The strength of the skin effect depends on the frequency and slot size of the rotor current. The higher the frequency and the deeper the slot, the more significant the skin effect. The same rotor, with different frequencies, has a different effect on the skin effect, resulting in different rotor parameters. Because of this, the rotor resistance and leakage reactance during normal operation and startup should be strictly distinguished and not confused. At the same frequency, the skin effect of deep groove rotors is strong, but it also has a certain degree of influence on ordinary squirrel cage rotors.
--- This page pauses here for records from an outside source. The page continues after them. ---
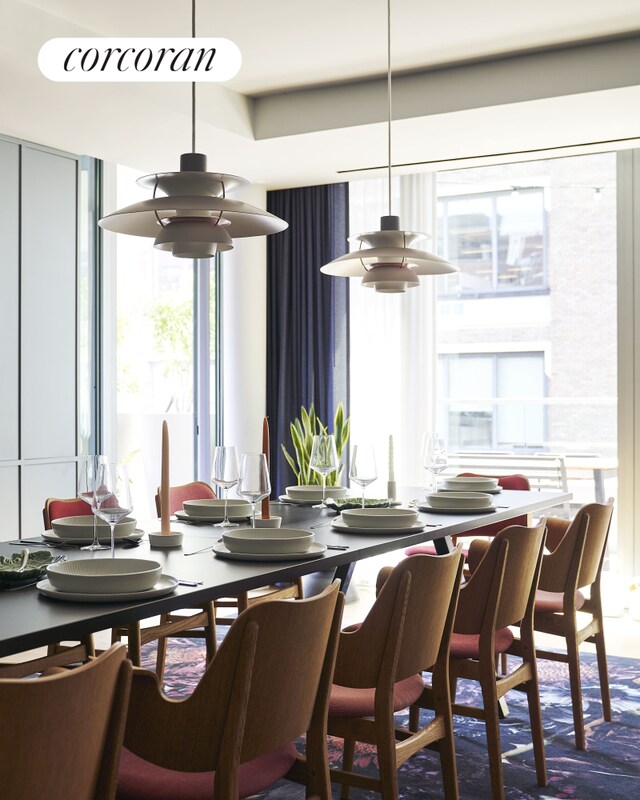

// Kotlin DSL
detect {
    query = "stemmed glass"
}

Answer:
[78,455,109,550]
[238,453,271,528]
[422,433,447,492]
[349,444,378,508]
[211,446,239,528]
[93,463,133,558]
[309,434,338,508]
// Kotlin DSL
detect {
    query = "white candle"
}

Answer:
[160,420,171,536]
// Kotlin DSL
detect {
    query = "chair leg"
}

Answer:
[156,614,169,685]
[592,618,611,722]
[127,622,142,667]
[203,603,218,664]
[340,739,356,800]
[480,662,504,800]
[566,628,587,750]
[527,680,548,786]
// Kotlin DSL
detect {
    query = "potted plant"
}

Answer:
[280,403,349,486]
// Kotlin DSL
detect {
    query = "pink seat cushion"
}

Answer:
[404,544,469,558]
[535,589,585,614]
[329,675,424,717]
[451,628,513,658]
[116,744,296,800]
Therefore, even for ordinary squirrel cage rotors, the rotor parameters during startup and operation should be calculated separately.
The rotor leakage reactance of deep slot asynchronous motors, due to the deep rotor groove shape, although reduced by skin effect, is still larger than that of ordinary squirrel cage rotors after reduction. So the power factor and maximum torque of the deep groove motor during operation are slightly lower than those of ordinary squirrel cage motors.